Lá vinha no final da tarde marchando rápido sobre aço na ossatura de dormentes, o trem com vagões de carga e de passageiros. Sua chegada era avisada na curva, logo acima da estação quando o maquinista, puxando o cordão do vapor, vazava um longo apito da enorme garganta de ferro escoando aos ventos sem tropeço, momento que o povaréu curioso se mexia acorrendo em alvoroço à plataforma, presenciar a chegada.
Homens com flores esperando esposas, mulheres com crianças no colo recebendo os maridos e nós, engraxates e carregadores de malas, em busca de serviço. Tudo acontecia em minutos na afoiteza da pressa em descer, outros com a de entrar para o início de viagem enquanto o maquinista, com habilidade, desconectava a locomotiva e a dirigia à caixa d’água e ao reabastecimento de seus tanques.
Os que desciam batiam-se nas mangas e lapelas tirando ciscos e fuligem.
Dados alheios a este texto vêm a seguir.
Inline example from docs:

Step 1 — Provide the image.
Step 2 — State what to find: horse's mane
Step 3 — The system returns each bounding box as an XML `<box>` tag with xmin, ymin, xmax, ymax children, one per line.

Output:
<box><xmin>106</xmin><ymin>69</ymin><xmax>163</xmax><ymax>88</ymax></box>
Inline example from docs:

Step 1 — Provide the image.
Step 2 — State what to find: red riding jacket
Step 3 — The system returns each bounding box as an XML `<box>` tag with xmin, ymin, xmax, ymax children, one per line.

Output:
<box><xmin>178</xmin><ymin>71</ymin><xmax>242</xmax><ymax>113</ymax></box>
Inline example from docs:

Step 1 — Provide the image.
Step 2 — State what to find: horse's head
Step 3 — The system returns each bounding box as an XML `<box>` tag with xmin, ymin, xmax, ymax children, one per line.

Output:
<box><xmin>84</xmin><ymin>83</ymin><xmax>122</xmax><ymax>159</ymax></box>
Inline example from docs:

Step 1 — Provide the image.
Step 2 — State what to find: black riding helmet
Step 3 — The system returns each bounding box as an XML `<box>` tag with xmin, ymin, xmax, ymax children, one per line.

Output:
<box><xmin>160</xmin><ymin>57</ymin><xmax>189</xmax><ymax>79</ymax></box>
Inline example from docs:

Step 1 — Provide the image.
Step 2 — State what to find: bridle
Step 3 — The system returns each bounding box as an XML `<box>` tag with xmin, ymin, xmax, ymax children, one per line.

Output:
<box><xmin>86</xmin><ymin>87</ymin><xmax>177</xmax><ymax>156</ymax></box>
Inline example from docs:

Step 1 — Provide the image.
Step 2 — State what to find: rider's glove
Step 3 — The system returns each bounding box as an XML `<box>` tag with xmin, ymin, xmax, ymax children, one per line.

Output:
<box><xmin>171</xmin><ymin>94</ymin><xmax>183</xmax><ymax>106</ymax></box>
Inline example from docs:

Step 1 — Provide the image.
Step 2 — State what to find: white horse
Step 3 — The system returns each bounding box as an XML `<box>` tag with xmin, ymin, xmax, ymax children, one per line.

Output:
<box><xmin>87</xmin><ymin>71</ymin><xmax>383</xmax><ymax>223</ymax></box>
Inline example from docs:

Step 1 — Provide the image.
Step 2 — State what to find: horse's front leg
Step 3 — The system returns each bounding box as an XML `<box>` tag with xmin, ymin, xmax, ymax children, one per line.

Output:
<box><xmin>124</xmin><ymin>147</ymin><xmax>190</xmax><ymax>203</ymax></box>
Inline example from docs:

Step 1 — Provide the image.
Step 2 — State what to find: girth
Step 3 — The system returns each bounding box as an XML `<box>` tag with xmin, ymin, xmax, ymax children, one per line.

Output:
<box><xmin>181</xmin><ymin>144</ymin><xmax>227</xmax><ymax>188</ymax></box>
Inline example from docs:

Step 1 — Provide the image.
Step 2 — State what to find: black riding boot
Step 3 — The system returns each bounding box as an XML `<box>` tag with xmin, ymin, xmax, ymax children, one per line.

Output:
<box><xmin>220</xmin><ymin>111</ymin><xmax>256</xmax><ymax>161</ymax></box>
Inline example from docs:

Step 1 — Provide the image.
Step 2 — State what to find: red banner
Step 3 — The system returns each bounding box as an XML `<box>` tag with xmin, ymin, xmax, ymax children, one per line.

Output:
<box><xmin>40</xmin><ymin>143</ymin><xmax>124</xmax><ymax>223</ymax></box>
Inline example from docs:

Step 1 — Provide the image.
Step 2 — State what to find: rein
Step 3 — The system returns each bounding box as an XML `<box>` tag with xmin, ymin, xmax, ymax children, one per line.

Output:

As mães procuravam limpar as bocas lambuzadas de doces dos filhos, e o bom nessa hora é que todos, sem exceção, portavam malas grandes, pesadas, além de capotes e chapéus nos ombros e braços, precisando ajuda.
Uma gostosa e alegre confusão na plataforma da estação ferroviária.
– Precisa de carregador, senhora?
– Vai graxa aí, moço? – oferecíamos aos preocupados em bem chegar.
Muitas vezes nem perguntavam o preço: depositavam os pés sobre as caixas ou nos entregavam malas para serem levadas aos jipes-taxis, e nos pagavam generosamente e sempre além do que pedíamos, garantindo, com isso, o pão e o leite da manhã seguinte.
Logo, novo apito ensurdecedor avisava a retomada e o trem, como um boi brabo cuspindo bafejadas de vapor, saía gingando vagões na sinuosidade dos trilhos enquanto ganhava velocidade.
O chefe da estação consultava o relógio de bolso, anotava a hora da partida, passava-a ao telegrafista que, com toques rápidos, comunicava ao colega da estação seguinte na simetria de um tempo cujas horas pareciam mais lentas.
Achávamos heroica a figura do maquinista fuçando botões e alavancas para o trem se mexer, e sentíamos dó do foguista, não menos herói, com a obrigação manter acesa e na temperatura certa a enorme fornalha, de cuja energia o municiava.
Vivia coberto de fuligem negra que o encapava por inteiro, sobrando em cor natural apenas os olhos e o interior da boca, que víamos por seu largo sorriso ao abanar as mãos em adeus, até que a primeira curva o escondesse.
Pequena história que a modernidade consumiu substituindo máquinas a vapor pelas possantes a óleo, mais rápidas e que também foram abandonadas pela tal obsolescência. E, por fim, a retirada dos grandes esqueletos de aço e madeira e o descarte dos comboios.
A malha rodoviária com asfalto e os caminhões se tornaram mais viáveis naquilo que o momento ditava. Nossa matriz de transportes hoje pena com a malha rodoviária que, quando não terceirizada em caríssimos pedágios, se mantém em péssimo estado e sem previsão de melhora. Além da emissão de carbono dos milhões de veículos a empestar nossos pulmões.
O Governo? Esse continua inerte como o gigante adormecido em berço esplêndido, lembrado em nosso hino.